Nirvana/Kurt Cobain were very influential and made younger people question cultural norms, gender roles and, overall, the world around them. He arguably made a lot of younger people more progressive. 1992 was an election year and while it was an electoral landslide for Clinton, the popular vote was fairly close, Clinton got 43%, Bush got 37.4 and Perot got 18.9. Now, say Kurt Cobain hadn't been a cultural influence back in 1992, perhaps just a sliver of people wouldn't have voted for Clinton, maybe they would have stayed home or voted for Bush. Without Kurt Cobain, the whole zeitgeist of 1992 is different. George H.W wins the election.

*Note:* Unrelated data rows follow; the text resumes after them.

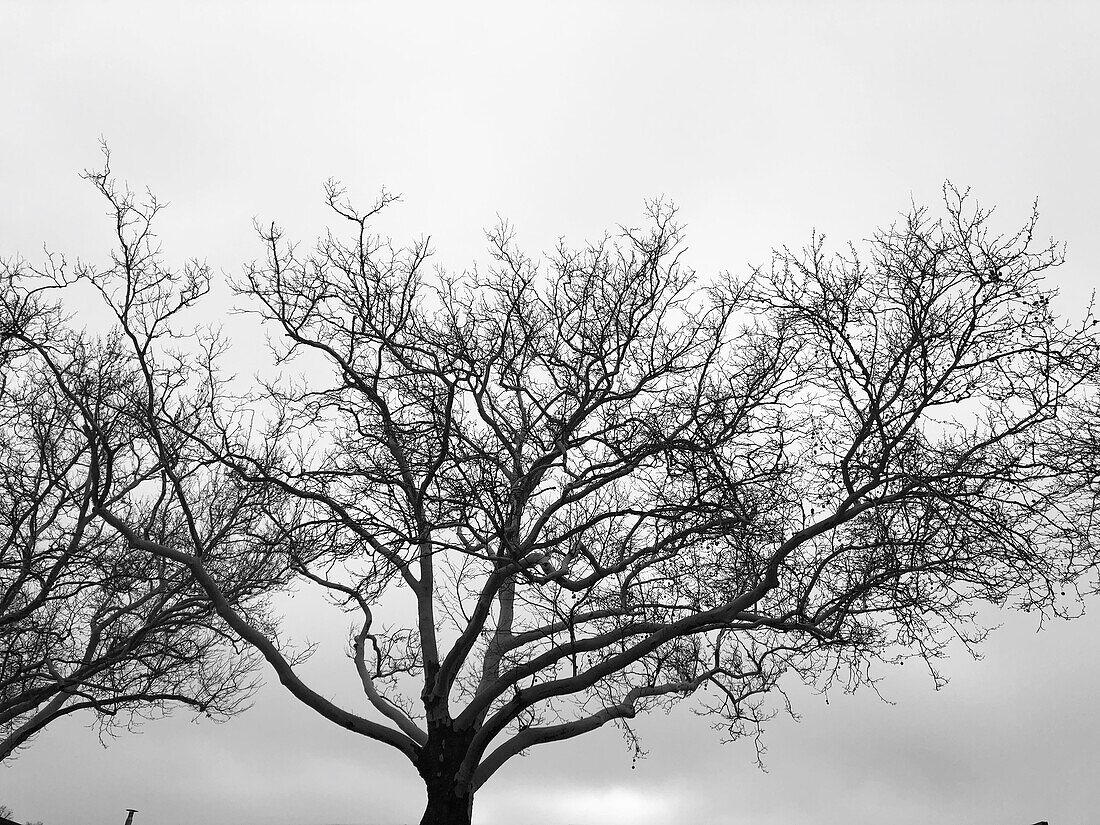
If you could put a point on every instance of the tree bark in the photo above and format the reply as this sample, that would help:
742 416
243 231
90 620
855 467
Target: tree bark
450 801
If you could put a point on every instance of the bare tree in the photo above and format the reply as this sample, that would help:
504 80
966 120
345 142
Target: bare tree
88 622
601 487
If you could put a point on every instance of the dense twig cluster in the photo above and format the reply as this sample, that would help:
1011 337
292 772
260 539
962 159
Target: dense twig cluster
602 486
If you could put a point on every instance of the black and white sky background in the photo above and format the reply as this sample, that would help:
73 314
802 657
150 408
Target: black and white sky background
762 121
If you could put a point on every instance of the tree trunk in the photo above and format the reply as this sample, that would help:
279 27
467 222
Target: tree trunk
450 801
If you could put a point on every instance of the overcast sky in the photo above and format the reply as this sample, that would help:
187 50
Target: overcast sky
762 121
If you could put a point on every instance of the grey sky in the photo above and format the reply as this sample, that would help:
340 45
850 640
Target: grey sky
762 121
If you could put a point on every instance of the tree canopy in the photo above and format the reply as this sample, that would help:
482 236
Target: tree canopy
600 483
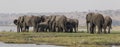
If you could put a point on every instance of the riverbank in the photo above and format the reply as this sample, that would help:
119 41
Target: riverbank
79 39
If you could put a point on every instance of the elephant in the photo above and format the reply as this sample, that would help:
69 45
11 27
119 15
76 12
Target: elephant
72 24
95 19
107 23
60 23
19 23
29 21
43 26
52 23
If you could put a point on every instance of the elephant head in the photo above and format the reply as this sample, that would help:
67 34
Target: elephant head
15 21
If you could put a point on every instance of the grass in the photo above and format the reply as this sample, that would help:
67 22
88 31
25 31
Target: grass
65 39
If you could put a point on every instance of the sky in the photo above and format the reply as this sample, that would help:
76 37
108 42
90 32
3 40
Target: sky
37 6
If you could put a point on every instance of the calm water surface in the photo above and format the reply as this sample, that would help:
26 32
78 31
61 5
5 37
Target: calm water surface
25 45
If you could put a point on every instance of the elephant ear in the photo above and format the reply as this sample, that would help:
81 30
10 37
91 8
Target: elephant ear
15 21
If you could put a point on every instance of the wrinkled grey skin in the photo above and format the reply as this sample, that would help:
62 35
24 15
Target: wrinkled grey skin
60 23
95 19
32 21
18 22
107 23
43 26
72 24
52 23
20 27
28 21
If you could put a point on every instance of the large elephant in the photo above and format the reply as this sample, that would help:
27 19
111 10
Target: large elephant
60 23
107 23
72 24
29 21
95 19
44 26
52 23
19 23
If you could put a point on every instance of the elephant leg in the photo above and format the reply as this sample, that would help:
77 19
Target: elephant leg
109 29
71 30
91 28
75 29
18 29
105 29
95 30
27 28
99 29
35 29
87 28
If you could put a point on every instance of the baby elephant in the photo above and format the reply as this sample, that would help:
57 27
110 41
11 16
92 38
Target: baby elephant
43 26
107 23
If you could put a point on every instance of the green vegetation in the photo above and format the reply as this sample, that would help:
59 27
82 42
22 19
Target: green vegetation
80 39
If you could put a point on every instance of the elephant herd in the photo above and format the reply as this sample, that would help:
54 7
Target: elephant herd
60 23
52 23
97 19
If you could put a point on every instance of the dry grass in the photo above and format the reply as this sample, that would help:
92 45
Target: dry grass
68 39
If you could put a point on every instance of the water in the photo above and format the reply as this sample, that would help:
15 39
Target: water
25 45
8 28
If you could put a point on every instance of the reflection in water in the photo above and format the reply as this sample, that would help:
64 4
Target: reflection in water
25 45
9 28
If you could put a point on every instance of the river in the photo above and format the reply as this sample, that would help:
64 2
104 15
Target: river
26 45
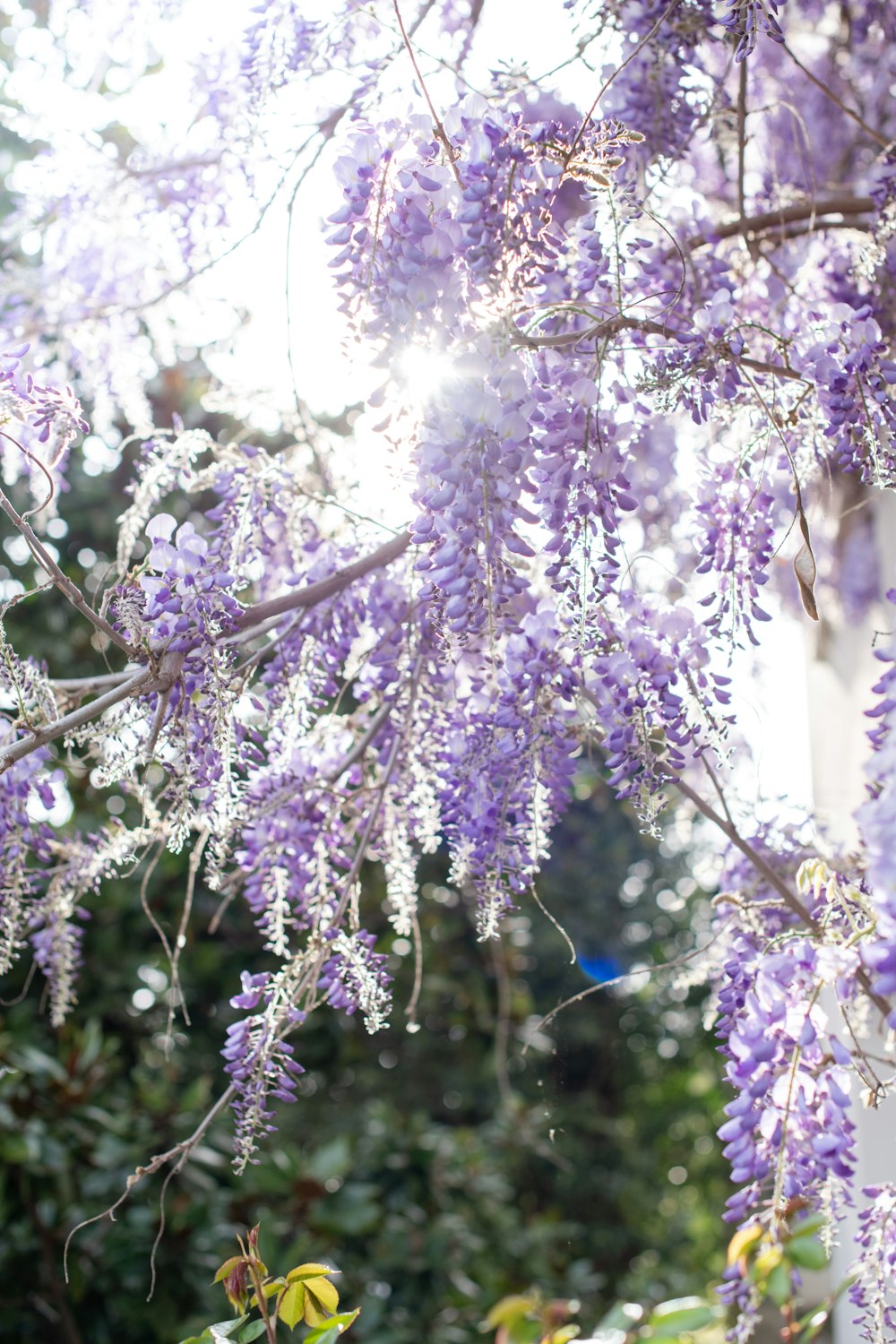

So without Nirvana, George H.W. Bush wins a second term in 1992 and the 1994 Republican revolution, led by Newt Gingrich, which was a reaction against Clinton doesn't happen. In 1996, after 16 years of Republican presidents, people want a change and Jerry Brown is elected in 1996 and reelected in 2000 (Bush v. Gore never happens). Without Dick Cheney, the entire war on terrorism looks different. Perhaps 911 doesn't happen at all, because the Brown Administration is more on-the-ball about potential terrorist attacks. In 2004 the Republicans take back the White House, perhaps John McCain becomes POTUS. Because there was no George W. Bush administration, people are not hungry for change in 2008 and Obama never becomes president, remaining in the U.S. Senate.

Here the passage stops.